Embaixador do Brasil no Chile, Paulo Roberto Soares Pacheco é o entrevistado da semana

Marcelo Chaves

07/10/2025 12h00

Graduado em Direito pela Universidade do Estado do Rio de Janeiro (UERJ), o embaixador Paulo Roberto Soares Pacheco atua como diplomata de carreira há 38 anos. Em sua trajetória, constam missões junto às Nações Unidas e também em Bogotá, na Colômbia; Londres, no Reino Unido; Buenos Aires, na Argentina, e Washington, nos Estados Unidos, antes de Santiago, no Chile. Pacheco é embaixador na capital chilena há quase 5 anos, onde vem desenvolvendo um importante trabalho como representante do Brasil no país.
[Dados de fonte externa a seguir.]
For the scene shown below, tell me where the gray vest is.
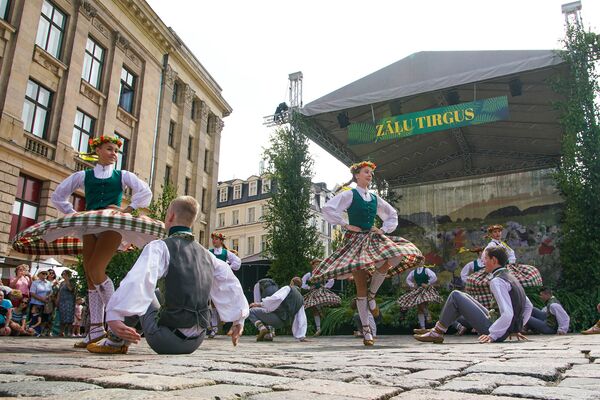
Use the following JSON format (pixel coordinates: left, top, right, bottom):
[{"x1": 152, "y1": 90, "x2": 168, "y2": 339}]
[
  {"x1": 158, "y1": 235, "x2": 214, "y2": 329},
  {"x1": 273, "y1": 286, "x2": 304, "y2": 322},
  {"x1": 494, "y1": 270, "x2": 527, "y2": 342}
]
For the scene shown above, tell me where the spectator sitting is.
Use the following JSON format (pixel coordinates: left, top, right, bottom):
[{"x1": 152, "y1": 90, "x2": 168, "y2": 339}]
[
  {"x1": 9, "y1": 297, "x2": 34, "y2": 336},
  {"x1": 28, "y1": 305, "x2": 43, "y2": 337},
  {"x1": 0, "y1": 290, "x2": 13, "y2": 336}
]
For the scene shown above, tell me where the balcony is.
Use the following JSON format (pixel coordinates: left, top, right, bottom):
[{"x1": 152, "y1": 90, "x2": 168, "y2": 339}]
[
  {"x1": 24, "y1": 134, "x2": 55, "y2": 160},
  {"x1": 74, "y1": 157, "x2": 94, "y2": 172}
]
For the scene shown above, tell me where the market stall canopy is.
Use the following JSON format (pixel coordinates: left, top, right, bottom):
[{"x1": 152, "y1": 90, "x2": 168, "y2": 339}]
[{"x1": 300, "y1": 50, "x2": 567, "y2": 186}]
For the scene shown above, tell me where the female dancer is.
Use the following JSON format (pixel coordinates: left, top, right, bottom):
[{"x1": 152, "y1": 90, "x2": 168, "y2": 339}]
[{"x1": 311, "y1": 161, "x2": 423, "y2": 345}]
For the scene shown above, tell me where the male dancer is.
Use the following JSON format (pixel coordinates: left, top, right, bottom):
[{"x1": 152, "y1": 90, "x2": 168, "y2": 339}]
[{"x1": 526, "y1": 287, "x2": 570, "y2": 335}]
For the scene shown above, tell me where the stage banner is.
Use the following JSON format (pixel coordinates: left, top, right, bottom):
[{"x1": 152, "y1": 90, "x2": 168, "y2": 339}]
[{"x1": 347, "y1": 96, "x2": 509, "y2": 145}]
O senhor chegou ao Chile em um momento de intensas transformações políticas na América do Sul. Quais são os principais desafios e prioridades da diplomacia brasileira nesse contexto?

O principal desafio da minha gestão aqui no Chile foi adaptar-me às necessidades da política externa brasileira. As transformações dinâmicas das relações internacionais, nos últimos anos, particularmente no que diz respeito à própria conformação da integração da América do Sul. E eu acho que estamos em um momento particularmente positivo das relações entre Brasil e Chile, que é a grande coincidência de visão dos dois governos sobre os principais desafios e oportunidades que se apresentam na cena internacional.

Como o senhor avalia a atual relação entre Brasil e Chile, especialmente nas áreas de comércio, ciência e tecnologia?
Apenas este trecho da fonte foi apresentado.